By Ceva's Theorem the segments $AP$ , $BQ$ , $CR$ meet at a point if and only if:

$\dfrac{AR}{RB} \cdot \dfrac{BP}{PC} \cdot \dfrac{CQ}{QA} = 1$

Since $AP$ is a median, $BP = PC$ and we get $\dfrac{AR}{RB}\cdot\dfrac{CQ}{QA} = 1$ .

Now let the unknown lengths $BC, CA$ be $a, b$ , respectively.
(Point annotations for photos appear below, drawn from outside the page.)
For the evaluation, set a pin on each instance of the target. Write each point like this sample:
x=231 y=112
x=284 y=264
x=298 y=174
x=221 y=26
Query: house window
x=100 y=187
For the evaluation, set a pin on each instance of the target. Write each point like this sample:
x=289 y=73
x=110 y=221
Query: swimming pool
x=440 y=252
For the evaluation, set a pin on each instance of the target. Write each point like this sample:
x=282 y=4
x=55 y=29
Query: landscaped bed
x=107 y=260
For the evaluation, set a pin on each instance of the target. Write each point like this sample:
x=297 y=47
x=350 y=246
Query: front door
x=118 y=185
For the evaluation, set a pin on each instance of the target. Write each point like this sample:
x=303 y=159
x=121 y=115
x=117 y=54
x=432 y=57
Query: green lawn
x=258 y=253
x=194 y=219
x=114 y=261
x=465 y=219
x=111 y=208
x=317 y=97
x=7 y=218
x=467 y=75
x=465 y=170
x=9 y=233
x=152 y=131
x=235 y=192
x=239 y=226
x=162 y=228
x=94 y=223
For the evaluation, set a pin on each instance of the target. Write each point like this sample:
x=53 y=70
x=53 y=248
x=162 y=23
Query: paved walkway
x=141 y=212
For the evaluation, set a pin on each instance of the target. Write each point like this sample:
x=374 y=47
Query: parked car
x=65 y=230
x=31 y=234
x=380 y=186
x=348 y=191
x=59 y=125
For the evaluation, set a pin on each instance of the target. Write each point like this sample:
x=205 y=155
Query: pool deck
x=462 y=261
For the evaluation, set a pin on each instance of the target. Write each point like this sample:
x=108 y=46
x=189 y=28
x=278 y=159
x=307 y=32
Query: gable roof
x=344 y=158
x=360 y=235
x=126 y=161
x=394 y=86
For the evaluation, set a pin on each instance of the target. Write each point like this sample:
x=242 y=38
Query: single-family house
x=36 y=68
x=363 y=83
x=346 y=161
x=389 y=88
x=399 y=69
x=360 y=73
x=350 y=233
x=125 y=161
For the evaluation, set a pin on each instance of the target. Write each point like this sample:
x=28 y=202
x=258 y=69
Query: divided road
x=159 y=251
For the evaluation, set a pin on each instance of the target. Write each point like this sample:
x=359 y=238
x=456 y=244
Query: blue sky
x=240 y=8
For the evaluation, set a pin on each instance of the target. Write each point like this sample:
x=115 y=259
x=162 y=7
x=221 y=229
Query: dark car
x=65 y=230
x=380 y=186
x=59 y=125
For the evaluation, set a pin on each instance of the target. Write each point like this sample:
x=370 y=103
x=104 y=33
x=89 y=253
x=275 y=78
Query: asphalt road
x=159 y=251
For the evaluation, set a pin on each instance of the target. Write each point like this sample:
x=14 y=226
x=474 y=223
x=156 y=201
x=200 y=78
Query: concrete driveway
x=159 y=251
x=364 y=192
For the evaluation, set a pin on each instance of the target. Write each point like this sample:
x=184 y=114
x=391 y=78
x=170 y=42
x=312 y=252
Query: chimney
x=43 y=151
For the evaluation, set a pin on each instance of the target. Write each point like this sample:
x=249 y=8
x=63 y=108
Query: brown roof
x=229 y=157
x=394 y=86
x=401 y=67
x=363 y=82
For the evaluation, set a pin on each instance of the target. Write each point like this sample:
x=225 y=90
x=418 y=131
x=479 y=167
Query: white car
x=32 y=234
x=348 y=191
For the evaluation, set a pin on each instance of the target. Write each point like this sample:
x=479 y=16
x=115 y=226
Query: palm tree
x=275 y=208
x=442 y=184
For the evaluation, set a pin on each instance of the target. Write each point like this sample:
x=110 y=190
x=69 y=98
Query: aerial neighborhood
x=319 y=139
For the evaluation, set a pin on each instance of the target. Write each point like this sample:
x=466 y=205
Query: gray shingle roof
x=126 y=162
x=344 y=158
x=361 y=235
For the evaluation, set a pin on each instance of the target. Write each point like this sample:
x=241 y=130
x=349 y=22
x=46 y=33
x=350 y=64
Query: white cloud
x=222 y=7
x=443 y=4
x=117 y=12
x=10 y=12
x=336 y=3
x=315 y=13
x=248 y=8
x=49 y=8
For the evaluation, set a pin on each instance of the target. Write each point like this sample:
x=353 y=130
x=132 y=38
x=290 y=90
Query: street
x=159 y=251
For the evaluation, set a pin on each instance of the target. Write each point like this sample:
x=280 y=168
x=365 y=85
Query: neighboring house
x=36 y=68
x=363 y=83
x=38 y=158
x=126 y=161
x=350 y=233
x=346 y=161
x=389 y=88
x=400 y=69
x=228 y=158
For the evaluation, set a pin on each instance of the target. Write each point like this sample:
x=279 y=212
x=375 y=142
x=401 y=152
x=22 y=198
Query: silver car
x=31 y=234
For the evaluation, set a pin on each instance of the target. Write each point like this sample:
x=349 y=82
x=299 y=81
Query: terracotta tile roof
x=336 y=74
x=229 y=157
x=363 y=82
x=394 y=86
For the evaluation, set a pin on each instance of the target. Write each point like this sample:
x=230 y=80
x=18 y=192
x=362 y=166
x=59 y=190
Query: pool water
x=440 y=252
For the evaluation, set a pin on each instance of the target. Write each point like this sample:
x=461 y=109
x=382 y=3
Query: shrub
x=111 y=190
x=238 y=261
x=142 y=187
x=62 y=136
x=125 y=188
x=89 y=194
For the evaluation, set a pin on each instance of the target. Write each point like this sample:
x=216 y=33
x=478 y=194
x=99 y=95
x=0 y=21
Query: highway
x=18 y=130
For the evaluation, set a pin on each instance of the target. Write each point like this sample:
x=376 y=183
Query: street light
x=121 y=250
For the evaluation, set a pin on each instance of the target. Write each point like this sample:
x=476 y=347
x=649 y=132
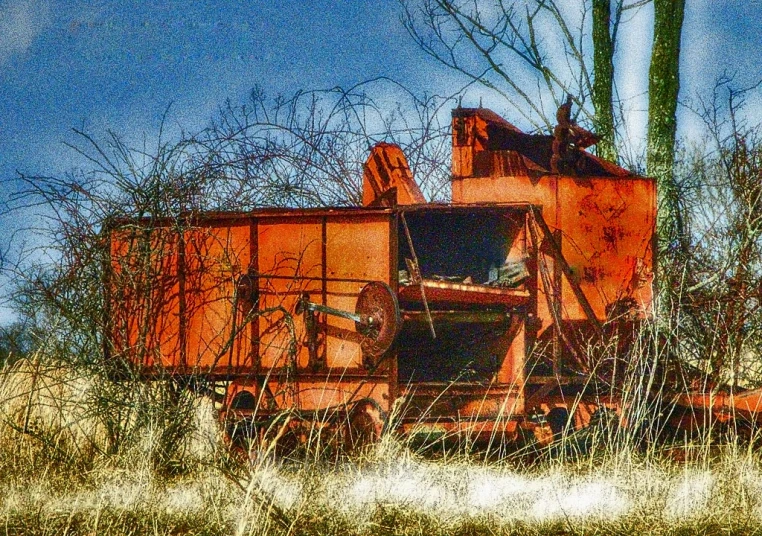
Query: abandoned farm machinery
x=514 y=307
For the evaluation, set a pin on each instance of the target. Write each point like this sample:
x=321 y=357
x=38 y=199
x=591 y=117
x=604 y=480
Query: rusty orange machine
x=475 y=316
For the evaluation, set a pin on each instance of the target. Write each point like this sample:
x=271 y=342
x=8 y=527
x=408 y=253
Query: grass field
x=78 y=456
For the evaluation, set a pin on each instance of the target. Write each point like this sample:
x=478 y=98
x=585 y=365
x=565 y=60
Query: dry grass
x=63 y=470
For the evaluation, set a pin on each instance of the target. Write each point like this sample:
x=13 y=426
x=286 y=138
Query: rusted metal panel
x=387 y=179
x=217 y=327
x=607 y=231
x=290 y=257
x=145 y=295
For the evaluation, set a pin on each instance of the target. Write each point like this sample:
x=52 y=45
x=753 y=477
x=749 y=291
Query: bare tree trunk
x=663 y=88
x=603 y=81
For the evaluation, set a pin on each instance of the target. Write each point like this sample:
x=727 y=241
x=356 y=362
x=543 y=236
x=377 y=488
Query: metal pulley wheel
x=380 y=318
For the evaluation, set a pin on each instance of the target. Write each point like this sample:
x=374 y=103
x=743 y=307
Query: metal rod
x=459 y=317
x=418 y=275
x=336 y=312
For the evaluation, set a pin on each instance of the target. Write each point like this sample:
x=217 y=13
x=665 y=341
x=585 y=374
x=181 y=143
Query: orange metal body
x=537 y=251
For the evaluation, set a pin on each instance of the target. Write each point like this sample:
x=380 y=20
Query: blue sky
x=119 y=65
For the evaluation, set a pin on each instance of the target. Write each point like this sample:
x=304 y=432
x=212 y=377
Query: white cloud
x=20 y=23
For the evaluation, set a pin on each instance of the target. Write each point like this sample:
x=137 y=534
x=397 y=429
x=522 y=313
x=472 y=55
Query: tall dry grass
x=63 y=469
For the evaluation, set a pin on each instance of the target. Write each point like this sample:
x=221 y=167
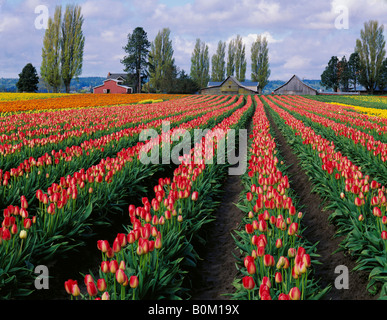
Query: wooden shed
x=230 y=86
x=295 y=87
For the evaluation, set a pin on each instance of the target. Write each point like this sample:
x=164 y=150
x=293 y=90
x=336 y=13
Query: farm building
x=113 y=84
x=296 y=87
x=230 y=86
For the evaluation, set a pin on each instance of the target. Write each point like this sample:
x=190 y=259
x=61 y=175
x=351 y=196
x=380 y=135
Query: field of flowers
x=73 y=165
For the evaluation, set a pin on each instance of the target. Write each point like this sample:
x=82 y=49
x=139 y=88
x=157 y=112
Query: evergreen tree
x=50 y=67
x=354 y=69
x=136 y=62
x=219 y=63
x=383 y=76
x=260 y=71
x=371 y=50
x=343 y=74
x=330 y=76
x=163 y=71
x=28 y=79
x=200 y=64
x=231 y=58
x=72 y=44
x=240 y=59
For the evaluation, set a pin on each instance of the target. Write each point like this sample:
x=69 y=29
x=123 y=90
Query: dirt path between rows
x=318 y=229
x=215 y=273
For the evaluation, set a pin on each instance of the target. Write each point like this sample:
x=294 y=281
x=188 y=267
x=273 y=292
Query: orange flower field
x=78 y=101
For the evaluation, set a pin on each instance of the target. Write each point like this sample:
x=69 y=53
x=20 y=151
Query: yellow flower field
x=67 y=101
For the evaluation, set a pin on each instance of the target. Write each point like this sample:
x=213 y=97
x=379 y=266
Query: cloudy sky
x=302 y=35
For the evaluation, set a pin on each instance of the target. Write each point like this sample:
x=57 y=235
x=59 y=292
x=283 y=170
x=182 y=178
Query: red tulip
x=195 y=196
x=101 y=284
x=283 y=296
x=120 y=276
x=133 y=282
x=91 y=288
x=248 y=282
x=69 y=284
x=278 y=277
x=251 y=268
x=294 y=293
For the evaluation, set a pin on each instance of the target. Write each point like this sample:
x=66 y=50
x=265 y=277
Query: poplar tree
x=72 y=44
x=200 y=64
x=163 y=71
x=260 y=70
x=240 y=59
x=371 y=50
x=219 y=63
x=136 y=61
x=50 y=67
x=28 y=79
x=231 y=58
Since $CR$ is the angle bisector from $C$ , we have $\dfrac{AR}{RB} = \dfrac{AC}{CB} = \dfrac{b}a$ , and thus $\dfrac{b}a \cdot \dfrac{CQ}{QA} = 1$ .

On the other hand, $CQ+QA = b$ and combining the last two equations soon leads to $CQ = \dfrac{ab}{a+b}, QA = \dfrac{b^2}{a+b}$ . Now we use that $BQ$ is an altitude, so that by Pythagoras'Theorem, $BC^2 - CQ^2 = AB^2 - QA^2$ which leads to:

$(a-13)(a+13)(a+b) = b^2(a-b)$

Now, we need to find a solution to this equation in positive integers $a,b$ so that there exists a triangle with sides $13, a, b$ , and $13, a, b$ are all distinct. Note that any prime factor, $p$ , of $a + b$ must be a factor of $b^2(a-b)$ and hence such a prime must divide either $b$ or $a-b$ . This suggests that $a$ and $b$ might have common factors. On the other hand, if $p$ is a common factor of $a$ and $b$ , then $p^3$ divides $b^2(a-b) = (a-13)(a+13)(a+b)$ and unless $p = 13$ (which is easily seen to be impossible) $p$ cannot divide $a-13$ or $a + 13$ , so that $p^3$ divides $a +b$ .

This suggests that the common factors of $a$ and $b$ cannot be too large!

Specifically, if we try $p = 3$ , we need $27$ to divide $a + b$ . Let us try $a+b =27, a = 3x, b = 27-3x$ . Substituting this into our equation yields:

$(3x-13)(3x+13) = (9-x)^2(2x-9)$

which is correct for $x=4$ . Thus, $a=12, b=15$ is a solution and its unique.

Therefore $a+b=12+15=\boxed{27}$ .